Critics may argue that these performance metrics, based on 4-bit floating-point precision, are not entirely meaningful. However, NVIDIA claimed that even after reducing precision to FP4, its performance in MMLU benchmarks is 99.8% of that achieved with FP8 precision. This indicates that, despite the reduced precision, the actual performance degradation of the model is minimal—a testament to the high level of mixed precision optimization achieved by TensorRT.
More importantly, existing GPUs can “evolve dynamically” in performance. Through CUDA-based innovations, NVIDIA has even encroached on the efficiency domain once held by AI accelerator companies like Cerebras or Groq. As shown in [Figure 9], for example, Cerebras claimed that its DeepSeekR1-Distill-Llama-70B model could generate over 1,500 tokens per second, but NVIDIA’s software optimizations completely undercut that claim. During the same earnings call, NVIDIA’s Jensen Huang stated:
“Our architecture is versatile.
Whether it’s an autoregressive model, a diffusion model, or a multimodal model, GPUs excel in all of these areas.
Designing a chip does not guarantee that it will be deployed.
Deploying a new processor in an AI factory is not an easy task.
Although many AI chips are designed, when the decisive moment comes, a business decision must be made to choose GPUs.”
It is important to recognize that NVIDIA is not merely a hardware company—it is also a software company. TensorRT, after all, is a high-level library built atop CUDA, and it is NVIDIA’s software capability that further enhances the cost-effectiveness of its GPU-based solutions, thereby strengthening its moat.

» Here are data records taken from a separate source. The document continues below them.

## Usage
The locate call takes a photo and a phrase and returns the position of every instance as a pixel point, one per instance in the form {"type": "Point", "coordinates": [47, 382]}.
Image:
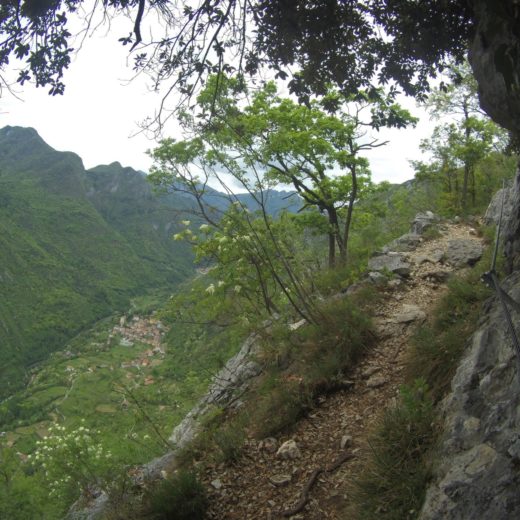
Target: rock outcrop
{"type": "Point", "coordinates": [224, 392]}
{"type": "Point", "coordinates": [478, 474]}
{"type": "Point", "coordinates": [463, 252]}
{"type": "Point", "coordinates": [494, 56]}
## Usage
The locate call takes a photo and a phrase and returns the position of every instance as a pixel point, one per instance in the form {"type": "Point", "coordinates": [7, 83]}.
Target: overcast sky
{"type": "Point", "coordinates": [98, 116]}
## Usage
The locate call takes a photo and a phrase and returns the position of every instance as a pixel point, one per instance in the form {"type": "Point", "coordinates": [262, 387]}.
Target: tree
{"type": "Point", "coordinates": [462, 144]}
{"type": "Point", "coordinates": [311, 44]}
{"type": "Point", "coordinates": [282, 142]}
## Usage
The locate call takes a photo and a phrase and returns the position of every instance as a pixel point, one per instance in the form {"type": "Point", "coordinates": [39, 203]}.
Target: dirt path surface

This is precisely why AI developers continue to emphasize that building a software ecosystem is far more challenging than manufacturing chips.
Furthermore, NVIDIA has made this optimized DeepSeek checkpoint available on Hugging Face for anyone to use. NVIDIA is clearly the company most eager to see the widespread adoption of efficient models like DeepSeek’s, because they firmly believe in what is known as Jebens’ Paradox. Remember, only the AI accelerators they develop—from the Blackwell architecture onward—were originally designed with inference computing in mind.